Lo stato dell’Unione
L’eredità (in)visibile di Obama
Di Massimo Gaggi
C on una misura notata da pochi che limita l’uso dei condizionatori d’aria, Barack Obama ha creato le premesse per ridurre dell’1% i consumi energetici americani. Altri cali arrivano dalle auto con le norme che obbligano i costruttori a produrre vetture capaci di raddoppiare la distanza percorsa con un litro di benzina. Così cominciano a cambiare i comportamenti degli americani. E per la prima volta, grazie anche alla maggiore estrazione di shale gas e alla chiusura delle centrali a carbone più inquinanti, negli Usa diminuiscono le emissioni che scaldano l’atmosfera e alterano il clima.

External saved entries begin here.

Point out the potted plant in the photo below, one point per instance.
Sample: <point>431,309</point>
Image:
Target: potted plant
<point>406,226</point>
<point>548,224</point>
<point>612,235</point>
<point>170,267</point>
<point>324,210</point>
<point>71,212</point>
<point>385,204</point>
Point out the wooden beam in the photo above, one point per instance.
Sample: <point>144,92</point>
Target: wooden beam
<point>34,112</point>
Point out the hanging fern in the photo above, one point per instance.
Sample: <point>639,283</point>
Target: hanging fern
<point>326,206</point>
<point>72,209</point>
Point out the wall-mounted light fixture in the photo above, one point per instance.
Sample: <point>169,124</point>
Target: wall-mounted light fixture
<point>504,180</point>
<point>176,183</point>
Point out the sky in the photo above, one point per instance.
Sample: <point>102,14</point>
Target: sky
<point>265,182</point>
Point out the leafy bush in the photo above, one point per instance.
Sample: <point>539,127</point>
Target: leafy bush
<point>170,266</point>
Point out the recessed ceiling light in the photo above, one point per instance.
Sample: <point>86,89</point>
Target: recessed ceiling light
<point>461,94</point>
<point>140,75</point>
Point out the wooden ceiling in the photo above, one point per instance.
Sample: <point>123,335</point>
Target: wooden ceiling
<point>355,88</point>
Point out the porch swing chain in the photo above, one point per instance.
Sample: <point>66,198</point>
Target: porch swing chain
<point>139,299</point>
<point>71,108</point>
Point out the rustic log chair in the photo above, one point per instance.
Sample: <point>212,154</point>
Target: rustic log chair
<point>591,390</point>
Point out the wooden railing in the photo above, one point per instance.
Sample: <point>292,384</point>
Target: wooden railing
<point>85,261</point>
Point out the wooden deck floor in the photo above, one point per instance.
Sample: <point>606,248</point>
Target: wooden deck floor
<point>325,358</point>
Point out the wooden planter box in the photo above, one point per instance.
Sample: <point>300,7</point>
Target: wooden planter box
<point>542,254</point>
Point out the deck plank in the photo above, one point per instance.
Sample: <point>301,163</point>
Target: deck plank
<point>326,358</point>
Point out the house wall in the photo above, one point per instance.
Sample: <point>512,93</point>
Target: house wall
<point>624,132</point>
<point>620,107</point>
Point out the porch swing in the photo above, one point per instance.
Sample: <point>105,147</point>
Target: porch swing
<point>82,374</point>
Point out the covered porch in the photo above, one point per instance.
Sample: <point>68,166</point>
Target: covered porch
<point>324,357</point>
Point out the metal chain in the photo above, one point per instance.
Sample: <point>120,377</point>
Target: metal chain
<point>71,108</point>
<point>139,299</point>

Non ci sono solo la riforma sanitaria, il dimezzamento dei disoccupati, il rilancio dell’economia e il salvataggio dell’industria dell’auto nell’eredità che Obama lascia all’America. Anche se i cittadini, che gli assegnano un basso indice di gradimento (poco superiore a quello di George W. Bush nel 2008, ma lontano dalla popolarità di Clinton e Reagan a fine mandato) non gliene danno atto, la presidenza del primo leader nero della storia Usa si lascia dietro i semi di un cambiamento che, dalla scuola alla finanza, sarà più profondo di quanto non appaia a prima vista.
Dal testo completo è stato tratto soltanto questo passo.